There are other Princeton stories as well, and more that will be known after this weekend.

For now, it's Opening Day 2018, against a first-time foe who is in its third game and is 2-0.

Oh, and the kickoff is at 6.

You can see it on Facebook Live or listen on the TuneInn app or on WPRB FM 103.3.

1 comment:

Anonymous said...

The two Princeton-Notre Dame games in the 1920s were watershed events in the history of college football. Princeton went undefeated at 8-0 in 1922, including the famous dramatic intersectional victory over Amos Alonzo Stagg and his great University of Chicago team.

1922 would represent Princeton's last consensus national championship, when we received at least a plurality of the support from sports historians later voting for titles retroactively. (Princeton also has reasonable, though more tenuous, claims to national championships in 1933, 1935 and 1950.)

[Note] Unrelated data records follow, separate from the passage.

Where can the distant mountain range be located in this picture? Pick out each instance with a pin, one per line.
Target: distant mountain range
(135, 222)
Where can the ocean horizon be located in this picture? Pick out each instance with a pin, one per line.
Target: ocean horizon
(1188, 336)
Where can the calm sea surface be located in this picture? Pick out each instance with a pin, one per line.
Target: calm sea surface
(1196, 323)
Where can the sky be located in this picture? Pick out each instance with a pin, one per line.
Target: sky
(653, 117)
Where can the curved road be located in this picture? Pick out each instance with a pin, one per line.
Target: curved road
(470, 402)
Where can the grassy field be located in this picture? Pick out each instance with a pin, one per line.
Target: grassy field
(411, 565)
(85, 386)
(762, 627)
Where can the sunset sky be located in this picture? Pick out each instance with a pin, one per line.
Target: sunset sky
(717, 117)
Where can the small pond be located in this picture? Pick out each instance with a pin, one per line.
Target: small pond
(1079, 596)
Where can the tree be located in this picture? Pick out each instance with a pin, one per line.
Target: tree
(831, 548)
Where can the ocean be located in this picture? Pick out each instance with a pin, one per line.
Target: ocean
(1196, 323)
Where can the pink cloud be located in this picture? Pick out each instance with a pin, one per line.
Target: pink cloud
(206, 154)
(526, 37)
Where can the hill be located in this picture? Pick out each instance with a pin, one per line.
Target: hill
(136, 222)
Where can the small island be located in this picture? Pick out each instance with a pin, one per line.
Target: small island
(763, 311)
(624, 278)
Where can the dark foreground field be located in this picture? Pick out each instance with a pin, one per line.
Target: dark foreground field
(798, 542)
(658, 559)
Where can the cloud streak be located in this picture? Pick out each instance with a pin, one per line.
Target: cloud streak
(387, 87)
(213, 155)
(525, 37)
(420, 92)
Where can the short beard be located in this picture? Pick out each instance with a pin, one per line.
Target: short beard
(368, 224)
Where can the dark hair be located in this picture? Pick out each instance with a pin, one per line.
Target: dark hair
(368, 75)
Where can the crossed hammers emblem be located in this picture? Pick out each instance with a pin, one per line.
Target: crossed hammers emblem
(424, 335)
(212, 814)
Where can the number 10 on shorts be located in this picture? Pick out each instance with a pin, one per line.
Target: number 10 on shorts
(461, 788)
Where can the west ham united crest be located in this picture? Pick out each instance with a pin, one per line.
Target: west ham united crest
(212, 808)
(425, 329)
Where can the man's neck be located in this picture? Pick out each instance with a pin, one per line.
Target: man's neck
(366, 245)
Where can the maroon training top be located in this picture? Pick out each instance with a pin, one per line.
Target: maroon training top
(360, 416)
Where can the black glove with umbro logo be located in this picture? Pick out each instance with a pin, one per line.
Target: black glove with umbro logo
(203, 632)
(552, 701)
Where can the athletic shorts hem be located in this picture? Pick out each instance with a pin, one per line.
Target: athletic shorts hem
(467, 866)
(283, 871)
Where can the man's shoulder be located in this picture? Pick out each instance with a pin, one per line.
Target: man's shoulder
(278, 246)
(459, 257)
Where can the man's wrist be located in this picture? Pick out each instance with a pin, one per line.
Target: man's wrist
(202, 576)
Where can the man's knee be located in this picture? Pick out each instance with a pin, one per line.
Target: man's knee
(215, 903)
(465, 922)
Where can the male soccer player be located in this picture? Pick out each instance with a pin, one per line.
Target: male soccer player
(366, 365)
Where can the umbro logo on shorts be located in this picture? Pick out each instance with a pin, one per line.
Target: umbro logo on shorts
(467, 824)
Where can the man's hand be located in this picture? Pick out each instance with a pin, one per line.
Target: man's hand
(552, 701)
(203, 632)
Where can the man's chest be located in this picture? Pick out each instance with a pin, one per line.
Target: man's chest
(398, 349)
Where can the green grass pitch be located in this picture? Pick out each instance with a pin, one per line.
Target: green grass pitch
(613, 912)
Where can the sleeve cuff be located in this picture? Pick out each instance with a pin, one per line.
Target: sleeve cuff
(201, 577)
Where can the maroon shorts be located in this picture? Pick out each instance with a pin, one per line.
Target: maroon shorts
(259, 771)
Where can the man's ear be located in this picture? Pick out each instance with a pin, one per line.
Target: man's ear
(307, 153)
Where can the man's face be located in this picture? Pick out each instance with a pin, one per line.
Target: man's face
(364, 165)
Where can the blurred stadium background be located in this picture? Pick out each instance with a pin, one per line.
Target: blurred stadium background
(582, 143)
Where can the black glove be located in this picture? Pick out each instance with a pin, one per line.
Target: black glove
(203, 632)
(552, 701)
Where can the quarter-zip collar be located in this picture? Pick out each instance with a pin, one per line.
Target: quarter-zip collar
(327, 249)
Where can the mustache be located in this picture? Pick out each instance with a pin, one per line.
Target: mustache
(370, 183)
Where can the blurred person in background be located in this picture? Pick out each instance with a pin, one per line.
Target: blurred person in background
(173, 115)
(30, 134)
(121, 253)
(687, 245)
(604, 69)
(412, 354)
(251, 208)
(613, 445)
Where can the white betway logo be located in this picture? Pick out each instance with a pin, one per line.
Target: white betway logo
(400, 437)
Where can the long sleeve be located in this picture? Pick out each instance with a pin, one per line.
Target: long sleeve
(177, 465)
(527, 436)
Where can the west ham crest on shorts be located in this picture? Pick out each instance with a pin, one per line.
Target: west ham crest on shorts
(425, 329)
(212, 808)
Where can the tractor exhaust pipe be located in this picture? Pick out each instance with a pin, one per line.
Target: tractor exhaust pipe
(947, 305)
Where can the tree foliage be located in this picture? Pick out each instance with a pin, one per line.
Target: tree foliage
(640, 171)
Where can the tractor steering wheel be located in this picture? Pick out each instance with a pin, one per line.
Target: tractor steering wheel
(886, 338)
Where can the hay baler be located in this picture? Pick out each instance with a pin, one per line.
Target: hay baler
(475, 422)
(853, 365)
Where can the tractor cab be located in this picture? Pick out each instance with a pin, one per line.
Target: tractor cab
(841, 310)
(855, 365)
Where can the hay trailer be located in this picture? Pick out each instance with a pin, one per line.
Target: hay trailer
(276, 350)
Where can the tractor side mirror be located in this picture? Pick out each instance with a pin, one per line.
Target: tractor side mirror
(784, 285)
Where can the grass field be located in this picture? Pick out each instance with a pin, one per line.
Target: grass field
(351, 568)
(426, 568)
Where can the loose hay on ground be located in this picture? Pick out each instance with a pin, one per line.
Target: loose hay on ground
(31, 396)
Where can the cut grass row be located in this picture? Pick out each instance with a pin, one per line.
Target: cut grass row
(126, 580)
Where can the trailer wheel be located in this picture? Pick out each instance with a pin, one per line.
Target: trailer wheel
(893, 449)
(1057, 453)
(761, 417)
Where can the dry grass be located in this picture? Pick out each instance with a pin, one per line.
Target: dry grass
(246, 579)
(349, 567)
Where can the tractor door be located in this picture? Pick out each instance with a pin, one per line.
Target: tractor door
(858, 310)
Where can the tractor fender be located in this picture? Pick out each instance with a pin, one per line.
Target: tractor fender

Knute Rockne had taken the reins of a mediocre Notre Dame program in 1918. The Irish immediately began to improve under his innovative leadership, in particular the regular use of the new-fangled forward pass. Rockne was also smart enough to know that, to be the best, Notre Dame had to beat the best. He made it a point to come east to confront the big name Eastern power programs.

So it was that the Notre Dame Fighting Irish came to Palmer Stadium, winning 25-2 in 1923 and 12-0 in 1924. The 1924 shutout was part of an undefeated 10-0 season for the Irish, including a victory over Stanford in the 1925 Rose Bowl.

The two Princeton-Notre Dame games in 1923 and 1924 represented over a very brief two-year period when the traditional Eastern powers ceded dominance to a newcomer from the Midwest. College football was solidified as a truly national game. Notre Dame won its first consensus national championship in 1924 and the landscape has never been the same since.